Piensas que si compras una almohada que no huela a nadie más vas a dormir tranquila. Te convences de que tu bienestar está en un tapete nuevo, un espacio cómodo, una rutina. Inventas una madriguera artificial. Intentas recrear los colores y olores que crees que van a engañarte cuando te sientas sola. Vas y compras cosas. Haces cuentas primero. Tres veces, porque no quieres equivocarte con las complejas fórmulas matemáticas que gobiernan tu bolsillo estos días. Vas y compras. Sin habértelo propuesto compras también un reloj de pared. Acomodas la ropa y sales con paso firme. Haces listas, propones cosas, tecleas, lees, tecleas. Te deshaces de palabras que puedan delatarte cuando te subas a un taxi, des una orden, hagas un chiste.
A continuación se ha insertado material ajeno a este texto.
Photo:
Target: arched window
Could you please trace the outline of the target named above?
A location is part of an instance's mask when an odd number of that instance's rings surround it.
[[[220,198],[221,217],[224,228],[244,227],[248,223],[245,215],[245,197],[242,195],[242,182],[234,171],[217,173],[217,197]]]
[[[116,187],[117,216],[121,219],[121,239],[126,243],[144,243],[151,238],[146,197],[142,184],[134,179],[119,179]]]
Que puedan ponerte en desventaja, pues. Intentas cansarte y lo logras. Una suerte de anestesia.  Abres mucho los ojos y cierras la boca siempre que puedes. Estás incómoda. Sospechas, intuyes, descubres. Un día vuelves a tu casa y  te das cuenta que tu confort no está en la colcha con tu aroma ni en la toalla inmaculada y bien oreada. El capricho de setenta pesos que compraste sin pensarlo es tu ancla. Cuelga en la cocina, entre la recámara, el baño y el que es tu estudio y te consuela. Hace tictactictac y te acompaña. Te dice que. De pronto recuerdas un libro que leíste cuando eras niña. No era un cuento, más bien una guía ilustrada de consejos para niños. Si tienes un perrito recién nacido, decía, y no quieres que extrañe a su mamá, hazlo dormir junto a una bolsa de agua caliente y un reloj. Piensas que la almohada, el acento, la eficiencia. Y nada. Un reloj que te engaña como a un perrito recién destetado.